Meski demikian, bek sayap Inter, Federico Dimarco, memilih untuk tidak larut dalam kekecewaan. Pemain tim nasional Italia itu justru mengajak rekan-rekannya untuk tetap tenang dan fokus menatap sisa musim.
Dimarco menjadi salah satu pemain pertama Inter yang memberikan komentar kepada media setelah pertandingan berakhir. Ia berbicara dengan nada tenang, mencerminkan keyakinan bahwa satu kekalahan tidak akan merusak perjalanan panjang tim sepanjang musim ini.
Menurutnya, Inter masih berada dalam posisi yang sangat kuat dalam perebutan gelar Serie A. Ia menegaskan bahwa nasib tim masih sepenuhnya berada di tangan mereka sendiri.
“Sebelum pertandingan ini kami unggul sepuluh poin di klasemen,” kata Dimarco kepada DAZN. “Kami tetap satu tim yang solid dan musim ini berjalan dengan sangat baik.”
Kekalahan dari Milan memang membuat jarak Inter di puncak klasemen menyusut. Keunggulan mereka kini tinggal tujuh poin dari para pesaing terdekat.

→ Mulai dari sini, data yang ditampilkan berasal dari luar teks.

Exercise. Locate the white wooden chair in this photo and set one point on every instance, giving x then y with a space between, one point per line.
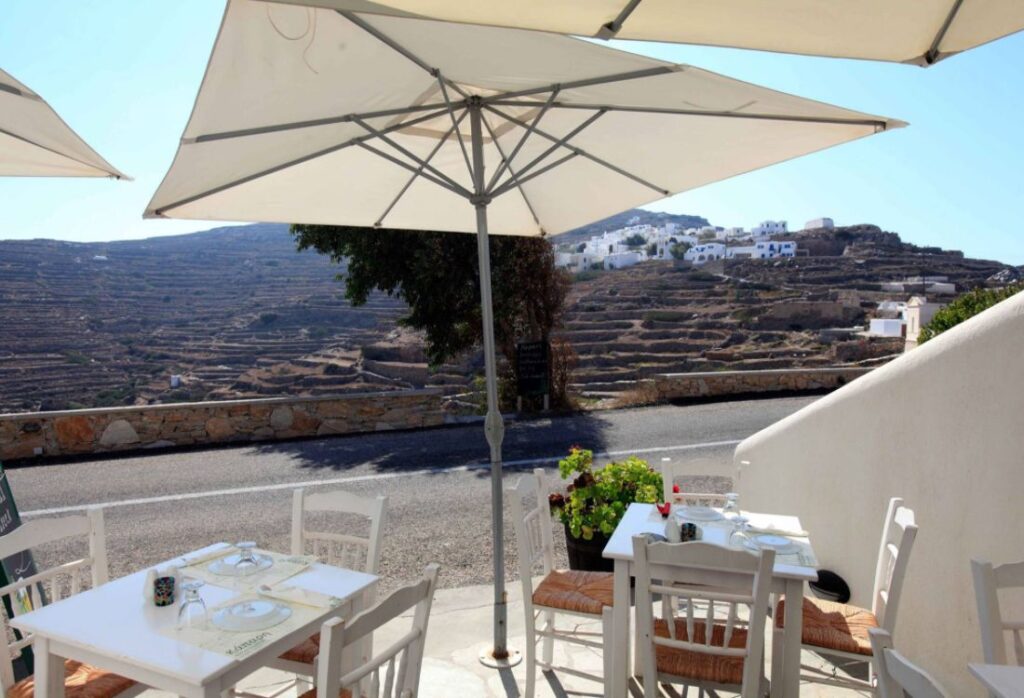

Namun bagi Dimarco, situasi tersebut tidak perlu dibesar-besarkan. Ia menilai Inter hanya perlu menjaga ketenangan dan terus bekerja keras di pertandingan-pertandingan berikutnya.
“Masih ada sepuluh pertandingan tersisa dan semuanya masih berada di tangan kami,” ujarnya. “Kami harus tetap tenang dan fokus.”
Selain membahas hasil pertandingan, Dimarco juga menyinggung momen kontroversial yang terjadi di penghujung laga. Inter sempat melayangkan protes setelah muncul dugaan handball di kotak penalti Milan.
Insiden tersebut melibatkan gelandang Milan, Samuele Ricci. Namun Dimarco mengaku tidak melihat secara langsung kejadian itu karena posisinya berada di sisi lain lapangan.
“Saya tidak melihatnya karena berada di sisi lain lapangan,” katanya. “Namun setelah melihat tayangan ulang, lengannya memang terlihat terbuka.”
Meski begitu, Dimarco tidak ingin terlalu lama memperdebatkan keputusan wasit. Ia justru menilai Inter sendiri tidak cukup tajam untuk benar-benar memberi tekanan kepada Milan.